In seinem Buch The Power of Discord (2023) beschreibt er, dass es nicht die perfekte Harmonie (oder Mutter) oder die fehlerfreie Interaktion ist, die Entwicklung stärkt, – sondern das immer wiederkehrende Spiel aus kleiner Störung („Mismatch“) und gelungener Wiederannäherung („Repair“). Diese Mikroerfahrungen helfen dem Kind, emotionale Flexibilität, Beziehungsfähigkeit und Selbstregulation zu entwickeln.

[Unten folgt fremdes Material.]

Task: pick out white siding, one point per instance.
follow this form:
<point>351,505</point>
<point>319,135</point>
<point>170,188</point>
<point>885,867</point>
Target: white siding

🎭 Mismatch als Lernchance: spielerisch herausfordernd sein in DIRFloortime

Auch die entwicklungsfördernde Arbeit mit Kindern in der DIRFloortime-Methode knüpft an diese Erkenntnis an, wenn wir den gewohnten oder erwarteten Interaktionsfluss immer wieder nicht einfach bestätigen, sondern immer wieder auf einfühlsame Weise gezielt und spielerisch unterbrechen, d.h. spielerisch herausfordernd‘ sein (Playful Obstruction). Hierbei blockiert die Bezugsperson zum Beispiel leicht einen gewohnten oder erwarteten Handlungsablauf, stellt sich „dumm“ oder wartet bewusst eine Weile ab, um das Kind zu motivieren, selber aktiv zu werden und die Initiative zu ergreifen, und auf diese Weise sozial zu reagieren und in Interaktion zu treten.

Diese Form der kreativen Irritation ähnelt dem Prinzip von „Mismatch and Repair“: Es geht nicht um Kontrolle oder Frustration, oder darum etwas beizubringen, sondern darum, gezielt kleine Impulse zu setzen, die die Entwicklung anregen – und dem Kind gleichzeitig helfen, mit kleinen Unstimmigkeiten umzugehen.

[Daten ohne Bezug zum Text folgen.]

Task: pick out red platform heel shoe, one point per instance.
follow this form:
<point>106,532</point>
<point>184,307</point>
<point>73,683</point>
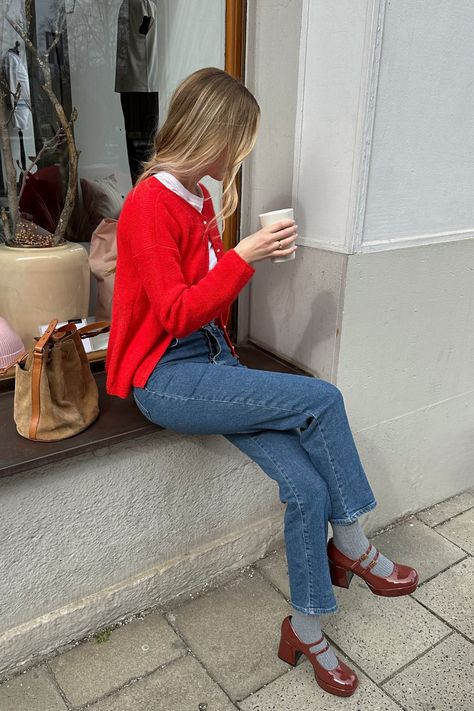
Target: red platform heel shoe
<point>402,581</point>
<point>340,681</point>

Sowohl Tronick als auch DIR betonen: Entwicklung geschieht nicht in Perfektion, sondern im lebendigen Tanz aus emotionaler Resonanz und Verbindung, die durch das Wechselspiel von Unterbrechung und Wiederverbindung nur noch verstärkt wird.

🧩 Was heißt das in der Praxis?

Praxisbeispiel 1: In der Therapie

Ein Kind stapelt Bauklötze immer nach dem gleichen Muster. Die Therapeutin legt „versehentlich“ einen Klotz an die falsche Stelle – und wartet. Das Kind blickt sie kurz verwundert an, – und nimmt dann den falschen Klotz und legt ihn richtig. Ein Moment der Irritation – aber auch ein Moment, in dem das Kind aktiv wird, in Beziehung geht und mitdenkt. Genau solche Erfahrungen fördern Selbstwirksamkeit und Flexibilität.

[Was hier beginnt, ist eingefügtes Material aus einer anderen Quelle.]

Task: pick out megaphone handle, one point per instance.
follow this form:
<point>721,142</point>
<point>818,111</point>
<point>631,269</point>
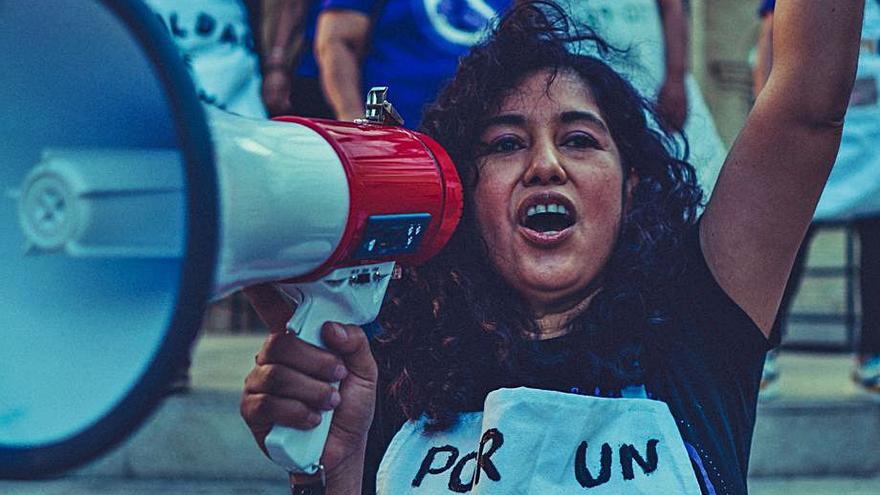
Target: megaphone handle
<point>349,295</point>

Praxisbeispiel 2: Im Familienalltag

Ein Vater hält seinem Kind den Reißverschluss der Jacke hin, wie jeden Morgen. Heute aber bleibt er stehen, lächelt, und sagt: „Oh, ich weiß gar nicht, wie das geht…?“ Das Kind zögert, schaut – und versucht selbst den Zipper zu greifen. Vielleicht klappt es noch nicht – aber der Moment des Abwartens gibt dem Kind Raum zum Ausprobieren, zum eigenständigen Handeln – eingebettet in eine sichere, spielerische Beziehung.

🎭 Verbindung zu DIRFloortime: Spiel mit dem Unterbruch

Auch die DIRFloortime-Methode nutzt gezielt solche Momente der „spielerischen Irritation“ – etwa durch spielerisch herausfordernd sein. Das bedeutet, einen geplanten, wohlwollenden „Stolperstein“ einbauen, um das Kind zu unterstützen, sozial-emotional in Interaktion zu treten. Das Ziel ist nicht Frustration, sondern: Initiative, Interaktion, Problemlöseverhalten und Kommunikationskreise.

Praxisbeispiel 3: Im Spiel

Ein Kind läßt gerne eine kleine Kugel die Rutsche hinunterrollen. Der Therapeut hält die Kugel einmal zurück und sagt überrascht: „Oh – ist das deine?“ Das Kind hält inne, schaut und reagiert, vielleicht mit Gestik oder Sprache, – um den Ablauf wiederherzustellen. Eine einfache, aber sehr wirksame Interaktionschance.

🤲 Fazit: Beziehung heißt nicht Perfektion

Gerade in der Arbeit mit Kindern mit besonderen Bedürfnissen kann dieser Gedanke entlasten: Es ist nicht schlimm, wenn es nicht „glatt läuft“. Im Gegenteil – Entwicklung passiert in der Reibung, in der kleinen Irritation, im wieder gefundenen stimmigen Austausch.

Denn wenn das Kind erlebt: „Etwas passt gerade nicht – aber ich kann damit umgehen. Und mein Gegenüber bleibt da.“, dann entsteht echte Resilienz. Und aus scheinbar kleinen Momenten werden große Schritte.